Смело, почти самоотверженно перечисляет Федор Иваныч и атрибуты скромного обаяния мелкой буржуазии, забывая о том, что аналогичный список лет тридцать тому как уже был прописан у Ж.Ф. Лиотара: «Средний класс стоит в очереди в «Пиццу-хат», смотрит «Матрицу», читает «Властелина колец», покупает порошок «Тайд», мечтает о «Хонде», засыпает на противохраповой подушке». «Будь его воля, — продолжает негодовать Гиренок, — он[4] в Большом театре устроил бы казино, а в Зимнем дворце — элитный жилой комплекс. Прежде всех он[5] любит себя и не думает о целом, элементом которого является. Поэтому ему показывают «За стеклом», «Слабое звено» и юмор Петросяна».

Будь воля Гиренка, попомните мое тихое слово, он просветил бы их всех. Вечернее и предрассветное «чтение Федора Иваныча» было бы обязательным. «По крайней мере начали бы задумываться». О целом. В частности.

Рыцарь ИмперииПравить

Самая главная тема Федора Иваныча с недавних пор — имперское сознание и то, что принято теперь элегантно называть идентичностью русских людей. Оно и понятно: что не было дано Хайдеггеру вполне по плечу Гиренку. «Русские никогда не были нацией, никогда не ставили перед собой и не решали национальных задач. Мы не умеем этого делать. Для этого у нас нет национального самосознания (…) [6]

По сравнению с Хайдеггером это, по крайней мере, облегчает миссию философа — и одним махом снимает вопрос об ответственности мысли; и ее политике. Да и какая ответственность, ведь: «Русские всегда были и будут идеей. Тем, чего нет, что невозможно осуществить»[7]. Иными словами, удел русских — быть продуктом творческих усилий философа, музой его и грезой. Для патриотически настроенного философа (а как же без этого!) — самой любимой музой и грезой.

Далее Федор Иваныч продолжает: «Мы всегда существовали в невозможности своего существования. Определяя себя как идею, мы определяем себя в качестве апофатиков-нигилистов, антиглобалистов. И одновременно в качестве романтиков, социально наивных людей. Всеединство — это отказ от возможности быть идеей. Призыв к растворению в фактичности». Ах, увольте, Федор Иваныч, какая уж там фактичность! Пустое это! Пустое! Лишь бы философия была жива, лишь бы вы философствовали! Вся политика мысли — говори, пока можешь. Ибо в слове твоем и есть мысль.

«Конечно, глупо искать какую-то содержательную русскую идею». И правильно: глупо. Глупее некуда — да и сложно.

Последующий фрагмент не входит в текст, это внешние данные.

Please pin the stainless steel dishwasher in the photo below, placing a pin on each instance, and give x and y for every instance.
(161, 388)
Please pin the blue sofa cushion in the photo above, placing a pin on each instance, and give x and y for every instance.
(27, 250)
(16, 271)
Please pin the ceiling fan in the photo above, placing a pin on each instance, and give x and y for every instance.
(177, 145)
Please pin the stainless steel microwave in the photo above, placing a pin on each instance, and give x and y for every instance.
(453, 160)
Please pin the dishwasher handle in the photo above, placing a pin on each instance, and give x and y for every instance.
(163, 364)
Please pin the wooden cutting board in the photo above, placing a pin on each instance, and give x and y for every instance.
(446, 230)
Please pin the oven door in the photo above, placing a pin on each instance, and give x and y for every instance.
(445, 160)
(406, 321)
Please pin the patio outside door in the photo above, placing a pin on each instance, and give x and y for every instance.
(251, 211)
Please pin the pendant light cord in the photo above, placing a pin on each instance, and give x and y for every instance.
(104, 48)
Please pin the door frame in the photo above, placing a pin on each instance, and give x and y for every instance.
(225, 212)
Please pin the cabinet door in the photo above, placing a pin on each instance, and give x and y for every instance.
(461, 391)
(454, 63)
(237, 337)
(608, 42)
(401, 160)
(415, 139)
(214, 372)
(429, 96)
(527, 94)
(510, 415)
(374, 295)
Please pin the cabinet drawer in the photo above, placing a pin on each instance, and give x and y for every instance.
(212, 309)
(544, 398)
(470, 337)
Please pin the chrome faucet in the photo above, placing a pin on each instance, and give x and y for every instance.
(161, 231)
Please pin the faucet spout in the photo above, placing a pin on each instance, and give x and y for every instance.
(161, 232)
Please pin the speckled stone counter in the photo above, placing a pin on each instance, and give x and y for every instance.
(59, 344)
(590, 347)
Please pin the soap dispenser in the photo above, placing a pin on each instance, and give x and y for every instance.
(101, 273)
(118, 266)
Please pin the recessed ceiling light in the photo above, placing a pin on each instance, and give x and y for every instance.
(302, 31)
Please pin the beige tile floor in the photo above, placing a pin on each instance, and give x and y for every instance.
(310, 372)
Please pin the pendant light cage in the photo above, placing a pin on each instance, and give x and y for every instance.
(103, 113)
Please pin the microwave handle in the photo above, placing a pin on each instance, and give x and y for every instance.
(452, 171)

Особливо потому как: «Мы не американцы». И то верно: не похожи. «Это у них есть какая-то идея, мечта. А у нас ее нет». Ну нет — так нет. На нет, сами знаете, и суда нетути. «Если бы она у нас была, то мы бы ею владели, как владеют вещью. И овладев, стали бы нацией. Наша идея — это мы сами в невозможности нашего национального существования. Мы необратимо имперский народ. Быть для нас — значит быть империей».

То есть быть для нас значит и не быть вовсе. Или «быть всем». Фокус, однако, в том, что это то же самое. В том-то, по Федору Иванычу, и наша идея и есть. А помимо этой идеи ни у русских, ни в самих русских ничего не наблюдается.

Материальна — и неоспорима в своей материальности! — у них только одна инстанция.

Сам Гиренок.

Вместо заключенияПравить

Нет, мы против вещизма. Не к лицу он нам. Нечего нам идеями владеть, не наше это. И «Тайдом» мы пользоваться не будем — просыпем всем назло. И пиццу жрать не пойдем. Еще чего — блины ж есть и клюква развесистой уродилась.

А подушки вспорем. Все вспорем!

Да и заснешь тут разве, когда такие тексты читаешь?!!

СноскиПравить

  1. Барт; Гул языка; 1994; с. 542.
  2. В этом, как и во многих других вопросах, тон, как известно, задает наш президент Владимир Владимирович Путин.
  3. Гиренок; В тоске по имперскому сознанию; 2005.
  4. т.е. средний класс — А.А.
  5. Оопять-таки средний класс, а не то, что вы подумали — А.А.
  6. Гиренок. В тоске по имперскому сознанию; 2005.
  7. Здесь и далее см. Гиренок; Эйдос русской империи; 2005.